The Cash for Clunkers program, in which the government is offering Americans up to $4,500 if they trade in gas guzzlers and purchase more-efficient new cars, is winding down, with an 8 p.m. Monday deadline for filing applications.
Has it been a success? For America’s struggling car dealers, it has been a runaway success. The $1 billion in government grants promised initially was committed in a week, so Congress responded by adding another $2 billion of funding. As of Monday afternoon, the Department of Transportation said 625,000 applications have been filed, for $2.58 billion in rebates. According to J.D. Power, August U.S. car sales are likely to top 1 million, up 2 percent from August 2008 in a year when year-over-year sales figures have fallen sharply. As environmental policy, Cash for Clunkers has perhaps been less successful. My colleague Nina Shen Rastogi has argued that it’s an expensive way to get gas guzzlers off the road.
And, the most important question of all: How effective has it been as economic stimulus? Since the onset of the crisis, top White House economics adviser Larry Summers has argued that stimulus efforts should be “timely, targeted and temporary.” As the crisis deepened, Summers went one letter earlier in the alphabet to alliterate that stimulus should be “speedy, substantial and sustained.” Judging by the results so far, Cash for Clunkers meets five of Summers’ six criteria—all but “sustained.”

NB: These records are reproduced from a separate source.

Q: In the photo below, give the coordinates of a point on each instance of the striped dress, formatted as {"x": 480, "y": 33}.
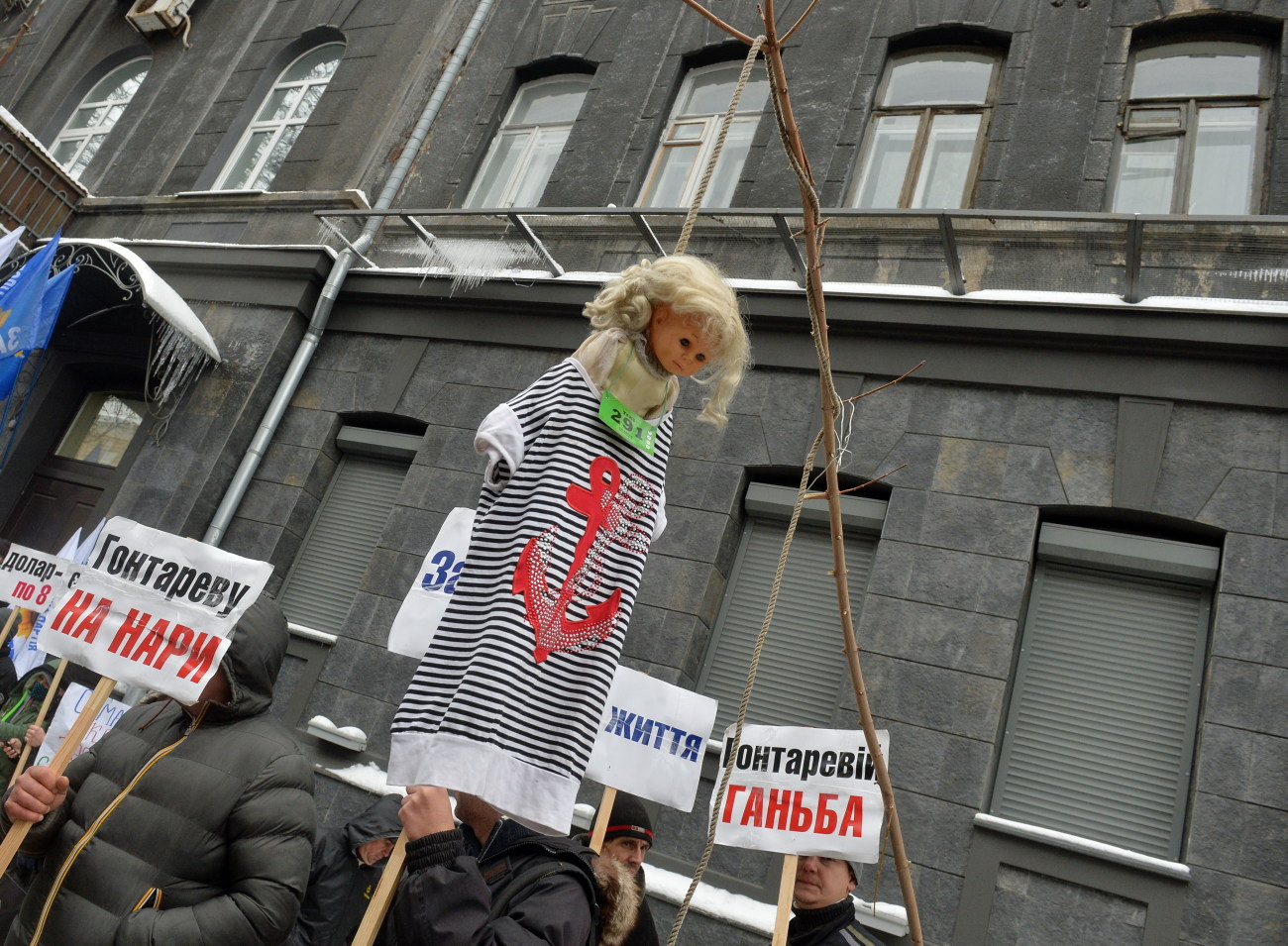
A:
{"x": 507, "y": 697}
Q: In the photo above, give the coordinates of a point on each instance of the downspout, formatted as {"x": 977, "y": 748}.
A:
{"x": 335, "y": 279}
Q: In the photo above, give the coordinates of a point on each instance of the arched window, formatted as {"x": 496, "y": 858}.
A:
{"x": 266, "y": 143}
{"x": 526, "y": 147}
{"x": 101, "y": 108}
{"x": 926, "y": 138}
{"x": 1192, "y": 129}
{"x": 691, "y": 136}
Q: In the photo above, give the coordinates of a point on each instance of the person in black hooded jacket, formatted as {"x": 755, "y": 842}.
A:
{"x": 347, "y": 867}
{"x": 184, "y": 825}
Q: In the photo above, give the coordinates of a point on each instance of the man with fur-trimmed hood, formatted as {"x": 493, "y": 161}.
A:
{"x": 183, "y": 825}
{"x": 492, "y": 881}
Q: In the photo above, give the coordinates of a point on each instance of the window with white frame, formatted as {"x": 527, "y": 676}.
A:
{"x": 327, "y": 572}
{"x": 804, "y": 650}
{"x": 1193, "y": 129}
{"x": 270, "y": 136}
{"x": 926, "y": 138}
{"x": 1103, "y": 713}
{"x": 691, "y": 137}
{"x": 95, "y": 116}
{"x": 524, "y": 150}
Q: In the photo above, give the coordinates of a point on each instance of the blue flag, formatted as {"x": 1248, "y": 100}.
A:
{"x": 20, "y": 313}
{"x": 52, "y": 304}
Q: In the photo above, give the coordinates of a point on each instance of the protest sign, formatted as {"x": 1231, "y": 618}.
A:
{"x": 652, "y": 738}
{"x": 73, "y": 700}
{"x": 803, "y": 790}
{"x": 34, "y": 579}
{"x": 417, "y": 618}
{"x": 153, "y": 609}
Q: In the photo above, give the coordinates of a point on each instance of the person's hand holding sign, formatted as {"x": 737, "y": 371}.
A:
{"x": 37, "y": 793}
{"x": 426, "y": 809}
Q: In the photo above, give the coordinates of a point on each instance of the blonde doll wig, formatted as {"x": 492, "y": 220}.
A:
{"x": 695, "y": 289}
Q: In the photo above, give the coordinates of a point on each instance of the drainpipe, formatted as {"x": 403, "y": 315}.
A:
{"x": 335, "y": 279}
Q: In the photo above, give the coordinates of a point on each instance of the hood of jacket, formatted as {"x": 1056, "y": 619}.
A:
{"x": 253, "y": 661}
{"x": 618, "y": 901}
{"x": 377, "y": 821}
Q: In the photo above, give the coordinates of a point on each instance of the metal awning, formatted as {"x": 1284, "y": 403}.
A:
{"x": 960, "y": 252}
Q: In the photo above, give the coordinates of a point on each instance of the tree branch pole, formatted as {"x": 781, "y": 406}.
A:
{"x": 831, "y": 408}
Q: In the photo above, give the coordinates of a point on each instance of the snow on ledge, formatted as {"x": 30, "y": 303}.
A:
{"x": 1085, "y": 846}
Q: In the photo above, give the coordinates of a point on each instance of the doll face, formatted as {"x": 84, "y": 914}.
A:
{"x": 678, "y": 345}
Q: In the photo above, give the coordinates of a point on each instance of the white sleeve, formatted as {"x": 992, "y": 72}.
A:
{"x": 500, "y": 438}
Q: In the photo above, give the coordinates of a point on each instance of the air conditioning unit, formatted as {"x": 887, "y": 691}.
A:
{"x": 153, "y": 16}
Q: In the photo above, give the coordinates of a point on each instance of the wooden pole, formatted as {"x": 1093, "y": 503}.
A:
{"x": 786, "y": 886}
{"x": 58, "y": 765}
{"x": 40, "y": 718}
{"x": 811, "y": 236}
{"x": 601, "y": 817}
{"x": 382, "y": 895}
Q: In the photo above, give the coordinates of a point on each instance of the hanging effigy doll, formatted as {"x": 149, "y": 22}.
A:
{"x": 506, "y": 700}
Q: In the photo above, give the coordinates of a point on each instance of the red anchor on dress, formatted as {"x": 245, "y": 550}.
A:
{"x": 548, "y": 613}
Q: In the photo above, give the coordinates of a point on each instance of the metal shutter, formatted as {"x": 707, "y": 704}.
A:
{"x": 1100, "y": 734}
{"x": 803, "y": 662}
{"x": 335, "y": 554}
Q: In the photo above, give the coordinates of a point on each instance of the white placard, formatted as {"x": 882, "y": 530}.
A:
{"x": 154, "y": 609}
{"x": 804, "y": 791}
{"x": 73, "y": 700}
{"x": 34, "y": 579}
{"x": 652, "y": 738}
{"x": 417, "y": 618}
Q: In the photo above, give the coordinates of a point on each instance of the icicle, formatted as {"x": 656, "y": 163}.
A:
{"x": 471, "y": 262}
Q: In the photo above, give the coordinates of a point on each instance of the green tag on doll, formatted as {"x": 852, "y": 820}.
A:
{"x": 626, "y": 424}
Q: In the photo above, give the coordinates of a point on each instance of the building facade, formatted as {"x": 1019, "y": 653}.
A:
{"x": 1072, "y": 589}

Through stimulus—tax cuts, government spending, gimmicks, rebates, etc.—the government attempts to purchase economic activity with borrowed money. But not every stimulus works quickly or spurs the same amount of private-sector activity. Many of the transportation-related projects in the stimulus package passed earlier this year, for example, are designed to be funded over a two-year period. They’re neither timely nor speedy. Tax cuts and rebates can be implemented more quickly, but they’re not always targeted. Scholars who have studied consumers’ use of rebate checks in 2001 concluded that “households spent 20-40 percent of their rebates on non-durable goods during the three-month period in which their rebates were received and roughly another third of their rebates during the subsequent three-month period.” If a similar formula were to hold in this environment, distributing $3 billion in tax rebates would lead to $1.9 billion in retail spending over a six-month period, or about $300 million per month.
Cash for Clunkers, by contrast, has had a much bigger impact. According to Paul Taylor, chief economist at the National Automobile Dealers Association, the average new car sold in the United States so far this year has cost $29,106. Those 625,000 cars sold through Cash for Clunkers, then, probably account for about $18.2 billion of retail sales. They’ve also spurred a lot of secondary economic activity—taxes paid, dealership advertising, overtime wages for dealership employees.
Of course, many of those auto purchasers were already in the market for a car. And it’s possible that the incentives have just lured people who would have bought cars later this year into the showrooms earlier—thus stealing sales from future months. The real measure of the effectiveness of the program would be the degree to which it caused people who weren’t even thinking about buying a car to take the plunge. Based on the types of cars being purchased and his assessment of purchasers, NADA economist Taylor believes that as many as 40 percent of the cars purchased under Cash for Clunkers were bought by people who would not have bought a new car in this calendar year. For a significant number of buyers, he argues, the rebates of $3,500 or $4,500—depending on the car purchased after the trade-in—changed the calculation of whether it made sense to purchase a new car.
If we use Taylor’s estimate, about 250,000 extra cars were purchased (40 percent of 625,000). And if each cost $29,000, those sales generated about $7.3 billion in revenue in the space of a few weeks. That’s a pretty good return on $2.6 billion in government spending. Let’s be more conservative. Say only 20 percent of the clunker traders were extra demand, and the cars they bought cost $25,000 each. That’s still an extra $3.125 billion in sales for dealers. What’s more, the sales represent only a portion of the economic impact. Ford, for example, announced that it is increasing production of some models.
Of course, it’s possible that car sales will simply revert to their pre-Cash for Clunkers numbers in September. But that won’t mean the program was a failure. Fiscal stimulus is supposed to be a bridge between a period when people aren’t spending to a more prosperous future, when, with a growing economy and (presumably) an improving job market, people will start spending more on their own, without special inducements.
Car purchasers are different from purchases of other types of goods. The timing of a purchase is almost entirely discretionary. People can keep a junker on the road for an extra year or two by repairing it, driving less, or simply putting up with a poor driving experience for the sake of saving money. It’s very expensive to replace a car. Doing so requires the sort of big financial commitment—the assumption of a multiyear lease or car loan—that is not taken lightly in times of economic stress. In a climate where people are buying school supplies on layaway, many consumers need some extra prodding to make large purchases. In August, the Cash for Clunkers program clearly provided the necessary encouragement for a large number of consumers.